If a Ralphs store does more than $500,000 worth of business per week, and a nearby Aldi location lures away $10,000, the impact is minimal, he said.

But if three or four Aldi stores take away $40,000 in business, “That’s when it starts to hurt,” he said.

California Aldi stores are more attractive than those in the East, where the company has launched a massive modernization program, Spezzano said.

The California stores “are looking like they need to look to compete here,” he said.

And they appear to be aimed at a “medium” economic demographic rather than the low end of the economic spectrum, as they are in the East.

But they do have one thing in common with stores in the East: “Pricing is very, very aggressive,” he said.

Spezzano said that on a recent visit to a Southern California Aldi store, where customers bag their own groceries, he saw avocados — albeit small ones — priced at two for $1, Well-Pict strawberries for $1.99 per pound and Chiquita bananas for 39 cents a pound.

The prices all were everyday — not sale — prices.

Spezzano said the chain probably will have 250 to 300 California stores within five years.

“The distribution center (in Moreno Valley) is capable of taking care of 1,000 stores,” he said.

The trend among consumers has been to pay fewer store visits per week but to visit a wider range of store formats, Spezzano said.

“(Aldi) will be one more destination for a customer,” he said. “It will take another portion of those shopping trips away from the conventional supermarkets.”

On the Whole Foods front, Spezzano said that once the acquisition of the natural foods chain by Amazon is finalized, it will be anything but business as usual.

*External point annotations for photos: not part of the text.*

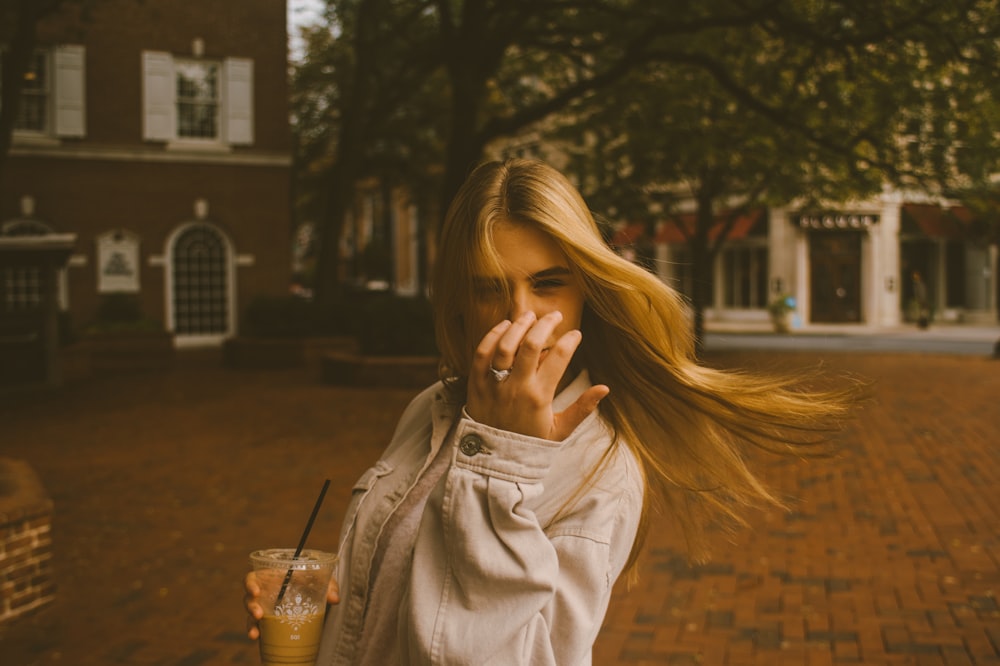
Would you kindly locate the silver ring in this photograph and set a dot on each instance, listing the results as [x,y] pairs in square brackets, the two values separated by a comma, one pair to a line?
[500,375]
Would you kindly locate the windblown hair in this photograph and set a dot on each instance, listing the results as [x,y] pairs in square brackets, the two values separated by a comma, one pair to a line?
[690,426]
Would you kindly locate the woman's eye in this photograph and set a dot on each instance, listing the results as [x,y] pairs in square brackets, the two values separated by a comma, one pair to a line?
[487,288]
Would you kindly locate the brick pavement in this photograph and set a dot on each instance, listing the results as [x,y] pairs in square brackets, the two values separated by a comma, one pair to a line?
[889,554]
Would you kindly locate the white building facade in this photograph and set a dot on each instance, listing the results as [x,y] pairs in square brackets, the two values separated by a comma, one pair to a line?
[853,266]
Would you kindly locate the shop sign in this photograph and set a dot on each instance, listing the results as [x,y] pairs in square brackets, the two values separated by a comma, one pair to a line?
[837,221]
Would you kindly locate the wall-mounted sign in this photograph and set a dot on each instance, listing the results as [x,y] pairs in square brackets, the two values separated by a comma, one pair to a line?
[117,262]
[837,221]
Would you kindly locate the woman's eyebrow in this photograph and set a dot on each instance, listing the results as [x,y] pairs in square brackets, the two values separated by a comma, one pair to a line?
[554,271]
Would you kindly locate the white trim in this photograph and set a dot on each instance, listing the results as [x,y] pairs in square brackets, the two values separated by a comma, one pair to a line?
[214,340]
[178,153]
[158,90]
[46,242]
[237,101]
[69,103]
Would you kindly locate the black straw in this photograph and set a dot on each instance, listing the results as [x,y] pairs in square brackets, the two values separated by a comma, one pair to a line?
[302,541]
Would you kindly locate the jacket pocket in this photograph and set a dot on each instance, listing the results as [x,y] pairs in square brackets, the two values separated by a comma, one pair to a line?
[361,488]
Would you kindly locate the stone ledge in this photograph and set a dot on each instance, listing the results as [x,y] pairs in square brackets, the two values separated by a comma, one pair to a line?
[248,353]
[348,369]
[26,581]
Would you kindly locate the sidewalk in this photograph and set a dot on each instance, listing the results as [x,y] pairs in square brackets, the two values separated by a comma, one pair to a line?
[977,340]
[164,482]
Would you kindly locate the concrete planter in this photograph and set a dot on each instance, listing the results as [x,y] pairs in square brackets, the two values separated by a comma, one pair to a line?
[347,369]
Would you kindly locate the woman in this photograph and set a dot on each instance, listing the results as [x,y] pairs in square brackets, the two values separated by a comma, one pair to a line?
[517,490]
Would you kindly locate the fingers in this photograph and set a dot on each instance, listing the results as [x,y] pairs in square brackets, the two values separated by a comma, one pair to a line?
[566,421]
[254,609]
[333,592]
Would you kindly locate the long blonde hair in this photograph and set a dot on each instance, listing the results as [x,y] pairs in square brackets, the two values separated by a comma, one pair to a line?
[688,425]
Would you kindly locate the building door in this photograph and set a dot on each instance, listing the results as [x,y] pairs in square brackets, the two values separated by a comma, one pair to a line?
[200,278]
[835,277]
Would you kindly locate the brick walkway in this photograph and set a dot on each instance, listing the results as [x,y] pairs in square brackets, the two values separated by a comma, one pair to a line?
[164,482]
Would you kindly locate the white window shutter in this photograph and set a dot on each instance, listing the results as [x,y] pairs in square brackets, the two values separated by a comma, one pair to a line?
[69,96]
[158,90]
[238,100]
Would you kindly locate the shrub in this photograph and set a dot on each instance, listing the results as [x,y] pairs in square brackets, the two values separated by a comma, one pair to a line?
[278,317]
[122,313]
[391,325]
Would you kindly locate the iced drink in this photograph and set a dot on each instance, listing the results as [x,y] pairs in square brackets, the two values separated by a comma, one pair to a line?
[292,625]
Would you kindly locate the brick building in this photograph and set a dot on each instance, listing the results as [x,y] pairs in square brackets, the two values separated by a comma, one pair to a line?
[157,133]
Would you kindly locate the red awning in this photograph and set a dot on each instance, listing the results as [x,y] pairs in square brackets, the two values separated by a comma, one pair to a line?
[938,221]
[670,230]
[628,234]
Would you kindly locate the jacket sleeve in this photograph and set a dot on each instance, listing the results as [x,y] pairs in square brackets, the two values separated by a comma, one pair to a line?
[489,583]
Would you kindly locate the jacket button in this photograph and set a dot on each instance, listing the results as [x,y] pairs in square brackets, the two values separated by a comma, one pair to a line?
[470,445]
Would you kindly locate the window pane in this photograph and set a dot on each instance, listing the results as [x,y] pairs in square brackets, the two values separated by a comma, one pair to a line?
[32,115]
[197,100]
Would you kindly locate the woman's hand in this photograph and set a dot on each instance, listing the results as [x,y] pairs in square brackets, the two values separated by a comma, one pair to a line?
[256,611]
[522,402]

“They’re going to be in for a lot of changes,” he said. “It will be worth watching what they do with it.”

Amazon paid “a super-premium price” for the chain — about $29 million per store, Spezzano estimated.

“Pricing has to go down,” he said, and so will headcount — primarily at the corporate level, but in stores, as well.

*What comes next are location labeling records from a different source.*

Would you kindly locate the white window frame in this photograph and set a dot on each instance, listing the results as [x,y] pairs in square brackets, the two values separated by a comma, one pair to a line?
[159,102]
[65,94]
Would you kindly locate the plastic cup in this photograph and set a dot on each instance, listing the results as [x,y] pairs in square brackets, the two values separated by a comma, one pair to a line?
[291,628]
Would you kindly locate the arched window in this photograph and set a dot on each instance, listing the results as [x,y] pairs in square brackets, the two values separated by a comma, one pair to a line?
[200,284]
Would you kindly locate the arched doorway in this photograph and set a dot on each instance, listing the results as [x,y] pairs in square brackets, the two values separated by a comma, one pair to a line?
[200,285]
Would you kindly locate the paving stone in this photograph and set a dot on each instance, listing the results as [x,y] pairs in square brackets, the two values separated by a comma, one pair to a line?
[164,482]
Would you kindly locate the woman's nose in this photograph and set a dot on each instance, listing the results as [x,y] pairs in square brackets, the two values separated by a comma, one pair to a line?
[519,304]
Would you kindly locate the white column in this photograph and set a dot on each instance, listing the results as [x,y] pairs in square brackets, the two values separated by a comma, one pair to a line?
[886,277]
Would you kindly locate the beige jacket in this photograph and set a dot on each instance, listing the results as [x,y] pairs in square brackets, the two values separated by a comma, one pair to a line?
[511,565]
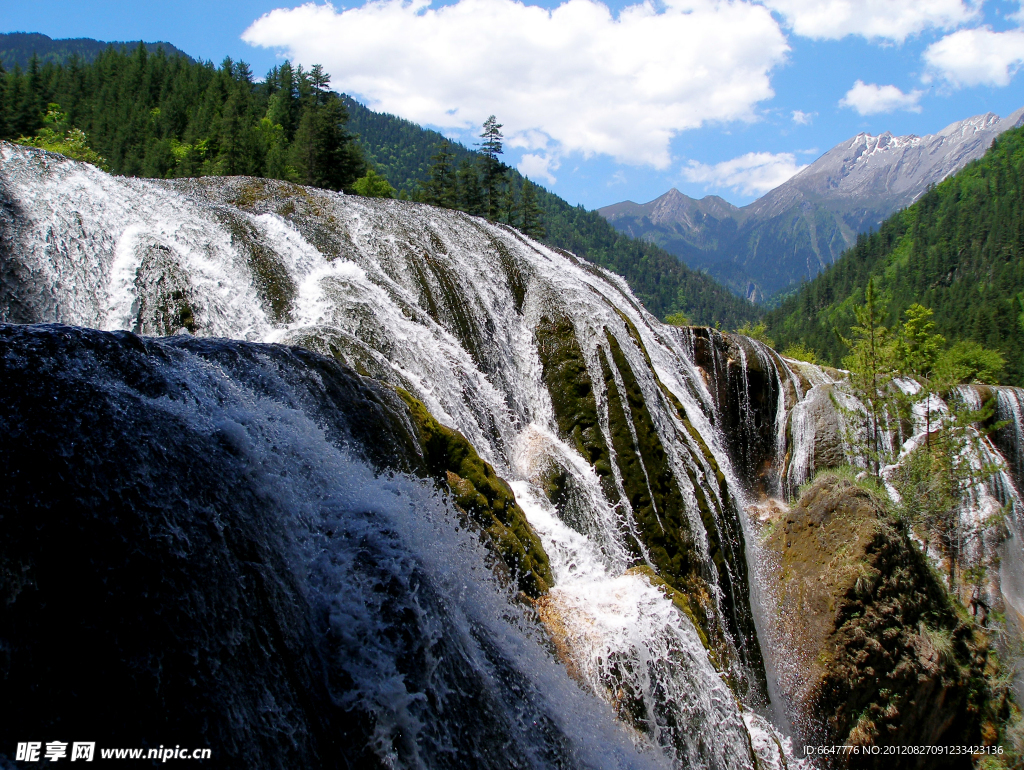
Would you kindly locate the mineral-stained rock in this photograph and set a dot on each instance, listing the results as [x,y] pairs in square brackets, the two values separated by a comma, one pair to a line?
[884,656]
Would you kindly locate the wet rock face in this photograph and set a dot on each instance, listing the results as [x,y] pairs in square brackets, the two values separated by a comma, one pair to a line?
[743,382]
[179,549]
[883,656]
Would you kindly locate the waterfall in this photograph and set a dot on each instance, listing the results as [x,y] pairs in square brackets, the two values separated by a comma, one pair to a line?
[311,608]
[597,415]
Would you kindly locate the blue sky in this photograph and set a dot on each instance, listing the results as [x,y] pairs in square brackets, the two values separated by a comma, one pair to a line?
[604,102]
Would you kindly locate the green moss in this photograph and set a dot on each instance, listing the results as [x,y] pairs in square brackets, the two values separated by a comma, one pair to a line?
[896,661]
[274,286]
[646,474]
[484,497]
[678,598]
[517,285]
[164,289]
[572,398]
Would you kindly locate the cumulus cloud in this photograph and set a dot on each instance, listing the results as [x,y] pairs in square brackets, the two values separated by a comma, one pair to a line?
[538,166]
[868,98]
[580,76]
[752,174]
[876,19]
[978,56]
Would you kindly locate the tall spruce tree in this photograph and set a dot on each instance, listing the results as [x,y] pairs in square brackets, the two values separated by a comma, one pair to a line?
[492,168]
[441,185]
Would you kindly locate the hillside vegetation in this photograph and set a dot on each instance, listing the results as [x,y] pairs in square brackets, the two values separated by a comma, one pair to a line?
[404,153]
[960,251]
[17,48]
[156,115]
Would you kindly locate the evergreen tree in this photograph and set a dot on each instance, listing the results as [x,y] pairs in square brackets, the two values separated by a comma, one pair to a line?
[493,169]
[471,198]
[324,154]
[871,365]
[373,185]
[441,186]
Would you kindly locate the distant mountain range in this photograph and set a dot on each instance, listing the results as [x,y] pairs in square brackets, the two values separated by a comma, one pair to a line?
[802,226]
[958,250]
[17,48]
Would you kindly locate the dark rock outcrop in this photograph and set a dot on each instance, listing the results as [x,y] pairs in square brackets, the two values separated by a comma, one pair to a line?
[885,657]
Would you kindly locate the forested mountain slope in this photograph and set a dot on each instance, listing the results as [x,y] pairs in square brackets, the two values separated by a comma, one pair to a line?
[167,117]
[798,229]
[960,251]
[17,48]
[403,153]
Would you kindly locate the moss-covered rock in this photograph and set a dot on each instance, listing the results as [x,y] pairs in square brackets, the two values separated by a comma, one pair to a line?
[572,399]
[164,294]
[484,497]
[883,656]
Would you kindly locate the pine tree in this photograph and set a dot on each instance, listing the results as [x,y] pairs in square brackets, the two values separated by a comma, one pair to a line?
[441,186]
[493,169]
[471,198]
[324,154]
[871,366]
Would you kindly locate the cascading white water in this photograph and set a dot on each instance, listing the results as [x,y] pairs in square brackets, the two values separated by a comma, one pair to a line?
[445,306]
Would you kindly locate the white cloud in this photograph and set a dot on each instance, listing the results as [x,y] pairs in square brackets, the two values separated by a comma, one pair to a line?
[754,173]
[539,166]
[979,56]
[868,98]
[885,19]
[590,81]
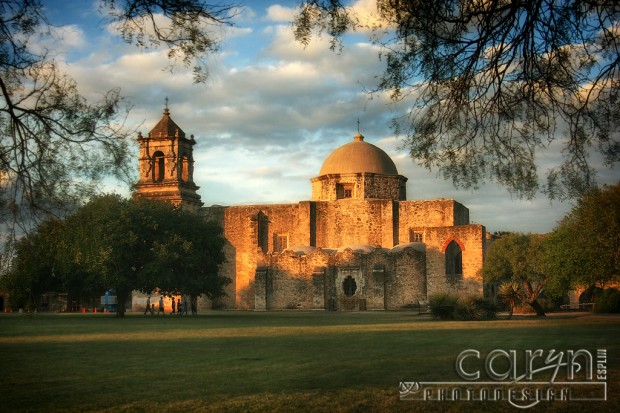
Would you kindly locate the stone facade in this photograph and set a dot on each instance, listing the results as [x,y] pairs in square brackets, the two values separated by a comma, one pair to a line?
[357,245]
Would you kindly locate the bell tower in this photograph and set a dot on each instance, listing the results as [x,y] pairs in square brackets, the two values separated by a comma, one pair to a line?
[167,165]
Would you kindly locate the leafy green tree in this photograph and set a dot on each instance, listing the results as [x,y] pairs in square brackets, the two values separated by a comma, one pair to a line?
[32,271]
[493,83]
[123,244]
[582,251]
[518,258]
[144,245]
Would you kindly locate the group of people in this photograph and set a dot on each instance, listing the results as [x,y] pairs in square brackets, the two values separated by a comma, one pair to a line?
[178,308]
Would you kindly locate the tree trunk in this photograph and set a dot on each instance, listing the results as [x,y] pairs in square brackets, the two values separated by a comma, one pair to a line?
[532,296]
[537,307]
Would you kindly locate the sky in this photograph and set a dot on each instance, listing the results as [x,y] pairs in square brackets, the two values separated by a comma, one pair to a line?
[271,110]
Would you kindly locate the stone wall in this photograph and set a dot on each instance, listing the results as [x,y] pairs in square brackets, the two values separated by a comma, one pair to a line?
[352,221]
[250,232]
[382,279]
[471,239]
[434,213]
[363,185]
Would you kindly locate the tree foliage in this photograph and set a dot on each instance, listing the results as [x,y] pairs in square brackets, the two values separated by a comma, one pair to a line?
[583,250]
[494,83]
[518,258]
[127,245]
[55,145]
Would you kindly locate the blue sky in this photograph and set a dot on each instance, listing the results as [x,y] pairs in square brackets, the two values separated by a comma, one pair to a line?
[271,111]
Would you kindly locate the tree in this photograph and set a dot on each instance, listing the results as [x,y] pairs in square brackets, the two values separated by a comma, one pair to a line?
[32,270]
[518,258]
[55,146]
[122,244]
[582,251]
[493,83]
[143,245]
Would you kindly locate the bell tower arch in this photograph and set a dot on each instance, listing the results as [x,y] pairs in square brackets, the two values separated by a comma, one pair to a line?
[167,165]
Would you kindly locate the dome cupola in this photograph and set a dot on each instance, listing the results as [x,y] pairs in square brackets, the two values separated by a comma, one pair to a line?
[358,170]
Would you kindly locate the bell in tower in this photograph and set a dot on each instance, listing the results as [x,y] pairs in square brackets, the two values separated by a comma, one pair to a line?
[167,165]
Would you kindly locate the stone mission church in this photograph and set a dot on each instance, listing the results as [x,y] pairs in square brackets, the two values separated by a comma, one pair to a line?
[358,244]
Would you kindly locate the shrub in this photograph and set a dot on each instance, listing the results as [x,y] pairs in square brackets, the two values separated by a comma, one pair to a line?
[450,307]
[608,301]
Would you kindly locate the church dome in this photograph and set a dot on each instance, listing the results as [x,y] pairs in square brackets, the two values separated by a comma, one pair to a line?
[358,157]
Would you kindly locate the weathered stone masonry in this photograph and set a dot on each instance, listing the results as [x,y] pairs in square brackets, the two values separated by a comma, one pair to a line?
[357,245]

“They have a huge amount of labor in stores,” he said.

The chain already uses electronic price signs in its 365 by Whole Foods chain launched in the Los Angeles area last year.

“That kind of technology can reduce costs dramatically,” he said.

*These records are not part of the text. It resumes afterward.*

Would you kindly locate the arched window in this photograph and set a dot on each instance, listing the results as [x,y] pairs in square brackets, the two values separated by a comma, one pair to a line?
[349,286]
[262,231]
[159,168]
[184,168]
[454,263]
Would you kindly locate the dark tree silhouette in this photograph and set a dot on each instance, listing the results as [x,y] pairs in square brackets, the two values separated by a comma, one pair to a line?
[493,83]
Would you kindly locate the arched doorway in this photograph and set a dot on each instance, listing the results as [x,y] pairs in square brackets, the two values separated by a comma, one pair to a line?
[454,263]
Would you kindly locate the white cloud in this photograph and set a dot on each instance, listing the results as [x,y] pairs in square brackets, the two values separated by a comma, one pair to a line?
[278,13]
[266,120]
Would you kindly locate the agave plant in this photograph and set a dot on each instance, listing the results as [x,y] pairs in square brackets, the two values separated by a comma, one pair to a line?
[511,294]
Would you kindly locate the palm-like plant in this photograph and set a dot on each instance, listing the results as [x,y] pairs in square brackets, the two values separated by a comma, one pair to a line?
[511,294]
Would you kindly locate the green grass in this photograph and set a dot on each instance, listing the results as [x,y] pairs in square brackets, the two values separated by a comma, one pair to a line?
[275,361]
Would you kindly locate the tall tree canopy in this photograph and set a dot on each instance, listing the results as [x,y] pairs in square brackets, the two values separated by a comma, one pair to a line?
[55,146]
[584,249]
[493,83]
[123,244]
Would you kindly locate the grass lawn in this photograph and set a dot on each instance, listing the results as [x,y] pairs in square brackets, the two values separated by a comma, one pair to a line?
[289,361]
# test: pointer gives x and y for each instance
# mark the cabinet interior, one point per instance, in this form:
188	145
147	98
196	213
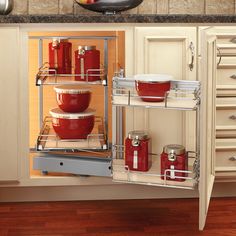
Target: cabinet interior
116	60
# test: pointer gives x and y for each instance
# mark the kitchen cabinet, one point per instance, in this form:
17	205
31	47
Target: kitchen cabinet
144	50
9	79
225	161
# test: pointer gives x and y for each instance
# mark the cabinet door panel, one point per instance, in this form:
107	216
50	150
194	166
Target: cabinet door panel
207	123
9	103
166	50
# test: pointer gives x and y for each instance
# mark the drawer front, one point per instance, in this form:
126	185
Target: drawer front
226	118
226	77
226	160
226	39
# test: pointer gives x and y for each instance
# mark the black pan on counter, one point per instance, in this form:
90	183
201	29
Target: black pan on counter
111	6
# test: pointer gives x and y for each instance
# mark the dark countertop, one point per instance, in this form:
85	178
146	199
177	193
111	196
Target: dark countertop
119	18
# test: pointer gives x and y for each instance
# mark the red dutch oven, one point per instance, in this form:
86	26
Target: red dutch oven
73	98
153	86
72	125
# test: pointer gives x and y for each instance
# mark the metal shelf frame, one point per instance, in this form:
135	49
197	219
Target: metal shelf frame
181	90
103	73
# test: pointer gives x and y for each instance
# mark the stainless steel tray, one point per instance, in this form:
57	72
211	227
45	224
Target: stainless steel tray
49	141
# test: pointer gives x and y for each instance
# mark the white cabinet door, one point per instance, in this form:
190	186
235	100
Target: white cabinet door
165	50
207	75
9	46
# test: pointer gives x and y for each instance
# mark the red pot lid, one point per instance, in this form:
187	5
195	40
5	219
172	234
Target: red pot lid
58	113
71	89
150	78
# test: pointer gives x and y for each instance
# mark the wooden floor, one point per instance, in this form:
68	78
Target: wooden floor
138	217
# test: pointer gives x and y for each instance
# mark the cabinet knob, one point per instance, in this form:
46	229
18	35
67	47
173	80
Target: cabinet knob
232	158
233	117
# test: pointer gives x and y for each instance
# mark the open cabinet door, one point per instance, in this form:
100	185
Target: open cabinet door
207	76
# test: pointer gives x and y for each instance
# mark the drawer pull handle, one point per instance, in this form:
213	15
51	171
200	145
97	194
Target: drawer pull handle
233	40
233	117
192	49
232	158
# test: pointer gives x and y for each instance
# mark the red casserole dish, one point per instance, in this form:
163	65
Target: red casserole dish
73	98
153	86
72	125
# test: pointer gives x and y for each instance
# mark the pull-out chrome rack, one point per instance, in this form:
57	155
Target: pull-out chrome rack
54	154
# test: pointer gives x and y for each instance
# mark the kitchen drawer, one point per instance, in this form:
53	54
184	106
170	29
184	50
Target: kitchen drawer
226	118
226	55
226	155
226	77
226	39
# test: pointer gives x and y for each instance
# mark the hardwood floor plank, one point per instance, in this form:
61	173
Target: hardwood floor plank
176	217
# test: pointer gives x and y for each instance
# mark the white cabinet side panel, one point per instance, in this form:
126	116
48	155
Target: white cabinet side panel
9	103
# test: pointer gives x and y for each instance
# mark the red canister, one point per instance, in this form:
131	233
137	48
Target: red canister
87	63
174	159
137	147
60	55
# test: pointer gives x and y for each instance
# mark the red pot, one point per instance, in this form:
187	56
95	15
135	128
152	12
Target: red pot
74	125
87	58
60	56
73	98
153	86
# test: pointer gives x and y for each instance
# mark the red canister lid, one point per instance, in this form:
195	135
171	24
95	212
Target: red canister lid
138	135
71	89
174	148
58	113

Spezzano also expects a transition to more centralized buying, even in produce, to help drive down costs.

Finally, it was announced in early July that Ontario, Calif.-based Cardenas Markets, a group of 31 stores, many of which are in the Riverside/San Bernardino area east of Los Angeles, is merging with San Jose, Calif.-based Mi Pueblo, which operates 15 stores in the Bay Area, forming one of the nation’s largest Hispanic supermarket chains.

The combined chains will operate under Cardenas Markets LLC, with Cardenas CEO John Gomez holding that position under the combined business.

Each banner will operate separately, managed under one executive team, according to a news release.